From a health perspective, that’s a worse outcome.

Over time, repeated cycles of loss and regain — especially when lean mass is not protected — shift people toward a frailer metabolic and physical state, even if their BMI looks “better” on paper.

What Do We Mean by Frailty?

Frailty isn’t just something that happens to very old people.

It’s a gradual loss of:

  • strength
  • reserve
  • adaptability

Frailty increases the risk of:

  • falls and fractures
  • loss of independence
  • metabolic dysfunction
  • poor recovery from illness

And it’s strongly linked to low muscle mass and low strength, not body weight alone.

If weight-loss strategies reduce muscle early and fail to rebuild it later, the consequences don’t show up immediately — they show up years down the line.

Why This Matters at a Population Level

If a few thousand people were using these drugs, this would be a niche concern.

But when millions of adults are involved, small individual effects can become large population-level outcomes.

If even a modest proportion of long-term users:

  • lose lean mass during weight loss
  • regain weight primarily as fat
  • fail to build strength and resilience

we may see:

  • higher rates of sarcopenia
  • earlier onset of functional decline
  • increased healthcare burden related to falls, fractures, and dependency

That’s not an argument against weight-loss drugs.
It’s an argument against using them in isolation.

This Isn’t Anti-Medication — It’s Pro-Strategy

To be clear: this is not about rejecting GLP-1 weight loss drugs.

These medications can be genuinely life-changing for some people, particularly those with:

  • significant metabolic risk
  • long-standing obesity
  • repeated failed attempts with other interventions

But no drug should be evaluated purely on how much weight it removes.

It must also be judged on:

  • what it preserves
  • what it builds
  • what it leaves behind

A strategy that improves weight while eroding strength is not a long-term health solution.

What a Smarter Approach Looks Like

If GLP-1 weight loss drugs are going to be part of modern obesity care — and all signs suggest they are — then the framework around them must evolve.

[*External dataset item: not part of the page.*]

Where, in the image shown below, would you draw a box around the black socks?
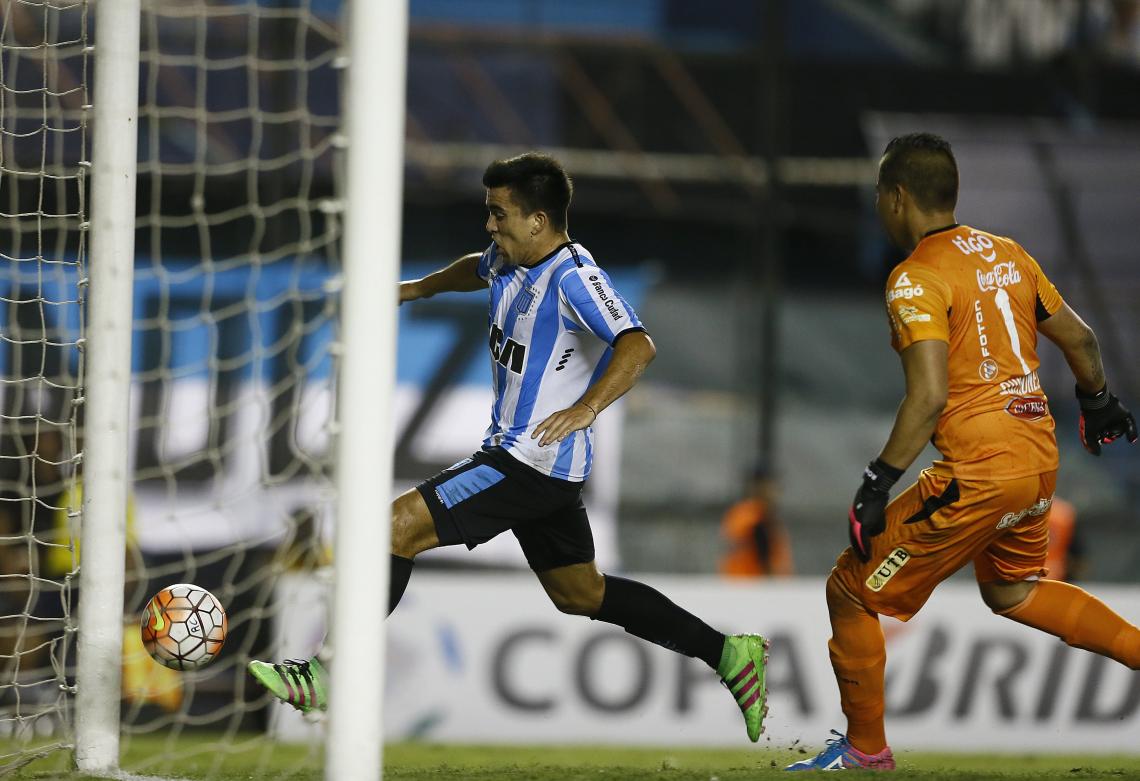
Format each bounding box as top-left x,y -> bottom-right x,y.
388,553 -> 416,616
592,572 -> 724,670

A future-proof strategy should include:

  • Strength training as a non-negotiable, not an optional add-on
  • Protein intake sufficient to support muscle retention
  • Education around hunger and appetite, not just suppression
  • Long-term planning, not just short-term weight targets

Weight loss should be viewed as one outcome — not the outcome.

The Question We Should Be Asking

So the real question isn’t:

Do GLP-1 weight-loss drugs work?

It’s:

What kind of bodies — and what kind of ageing population — are we creating by how we use them?

If we prioritise speed over strength, weight over function, and suppression over skill-building, we may solve one problem while quietly creating another.

But if we integrate these drugs into a broader strategy focused on resilience, muscle, movement, and long-term capability, they can be part of a genuinely positive shift in public health.

The Takeaway

Fixing obesity matters.
But health isn’t just about being lighter — it’s about being capable.

As weight-loss drugs become more common, the responsibility shifts from asking can we lose weight faster? to asking:

How do we lose weight without losing ourselves — our strength, our independence, and our long-term resilience?

That’s the conversation worth having now — before the consequences show up later.